Opinion

PATERSON PUNTS

Popular demand sure ain’t what it used to be – at least, not with Senate Majority Leader Joe Bruno, Assembly Speaker Shelly Silver and their special-interest masters.

Gov. Paterson admitted Monday that he’d given up on his plan to cap school property taxes before the legislative session ends next week – the very same day that a new Siena College poll showed New Yorkers supporting the cap by a whopping five-to-one margin.

The numbers certainly come as no surprise: New Yorkers toil under the highest local tax burden in the country; as the gov has long pointed out, it’s one of the chief reasons the state keeps hemorrhaging residents.

Sort of make you wonder why Paterson caved in so quickly, doesn’t it?

Clearly, his plan resonates. It would limit the yearly growth in school-district levies to 4 percent or 1.2 times inflation, whichever is lower – unless residents explicitly vote to spend more.

That’s serious relief on levies that have jumped an average of 6 percent a year since 1998 – which is why Bruno and Silver want nothing to do with it.

That is, it’s why the teachers’ unions want nothing to do with it – and what the unions want, Silver and Bruno slavishly deliver.

Especially in election years.

(Bruno, of course, would rather not appear pro-tax either, so he’s cloaked his opposition in a completely cynical call to do away with property taxes entirely.)

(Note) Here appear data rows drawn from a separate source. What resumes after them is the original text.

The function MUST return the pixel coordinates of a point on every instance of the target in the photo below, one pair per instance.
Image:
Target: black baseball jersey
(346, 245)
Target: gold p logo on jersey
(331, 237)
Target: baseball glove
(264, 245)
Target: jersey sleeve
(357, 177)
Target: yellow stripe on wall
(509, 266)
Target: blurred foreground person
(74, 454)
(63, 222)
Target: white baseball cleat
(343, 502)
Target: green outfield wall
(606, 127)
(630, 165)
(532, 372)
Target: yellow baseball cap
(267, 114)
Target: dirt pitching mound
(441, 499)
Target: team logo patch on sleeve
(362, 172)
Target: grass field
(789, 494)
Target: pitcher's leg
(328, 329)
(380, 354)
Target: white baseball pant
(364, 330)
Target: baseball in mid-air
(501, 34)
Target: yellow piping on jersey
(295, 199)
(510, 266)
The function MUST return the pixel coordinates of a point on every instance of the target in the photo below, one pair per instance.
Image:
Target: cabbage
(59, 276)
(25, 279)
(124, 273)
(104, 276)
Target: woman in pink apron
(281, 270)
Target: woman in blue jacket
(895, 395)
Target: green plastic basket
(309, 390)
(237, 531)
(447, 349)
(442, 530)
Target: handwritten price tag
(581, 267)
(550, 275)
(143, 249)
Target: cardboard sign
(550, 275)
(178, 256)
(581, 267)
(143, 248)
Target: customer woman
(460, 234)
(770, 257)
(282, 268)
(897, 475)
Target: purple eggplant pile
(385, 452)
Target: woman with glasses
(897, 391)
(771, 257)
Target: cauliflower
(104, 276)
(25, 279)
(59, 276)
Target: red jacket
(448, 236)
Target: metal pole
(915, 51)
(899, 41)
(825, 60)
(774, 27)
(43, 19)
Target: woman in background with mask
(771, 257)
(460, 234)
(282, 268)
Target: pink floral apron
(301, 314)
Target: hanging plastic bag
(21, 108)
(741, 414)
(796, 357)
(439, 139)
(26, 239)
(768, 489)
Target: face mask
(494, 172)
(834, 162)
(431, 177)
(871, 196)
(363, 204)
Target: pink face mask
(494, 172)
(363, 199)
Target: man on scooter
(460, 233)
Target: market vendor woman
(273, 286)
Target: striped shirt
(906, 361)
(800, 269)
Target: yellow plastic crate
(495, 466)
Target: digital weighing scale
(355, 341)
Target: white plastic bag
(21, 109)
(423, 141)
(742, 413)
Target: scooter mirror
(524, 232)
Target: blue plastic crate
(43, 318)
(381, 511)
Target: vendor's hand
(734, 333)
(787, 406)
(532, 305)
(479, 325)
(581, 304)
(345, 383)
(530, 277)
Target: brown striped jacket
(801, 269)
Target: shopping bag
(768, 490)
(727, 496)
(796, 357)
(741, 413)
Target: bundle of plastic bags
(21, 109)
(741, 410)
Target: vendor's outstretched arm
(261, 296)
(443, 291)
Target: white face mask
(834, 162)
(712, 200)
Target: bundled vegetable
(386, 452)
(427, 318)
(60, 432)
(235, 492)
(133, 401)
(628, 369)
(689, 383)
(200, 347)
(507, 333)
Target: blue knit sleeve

Still, you’d think the 74 percent of New Yorkers who support the cap could show some muscle, too – if anyone saw fit to rally them.

But that role would have fallen to Gov. Paterson, who bailed out – albeit while holding out the possibility of calling a special session to address the issue before November.

He better.

Property-tax relief is just too important to give up without a fight.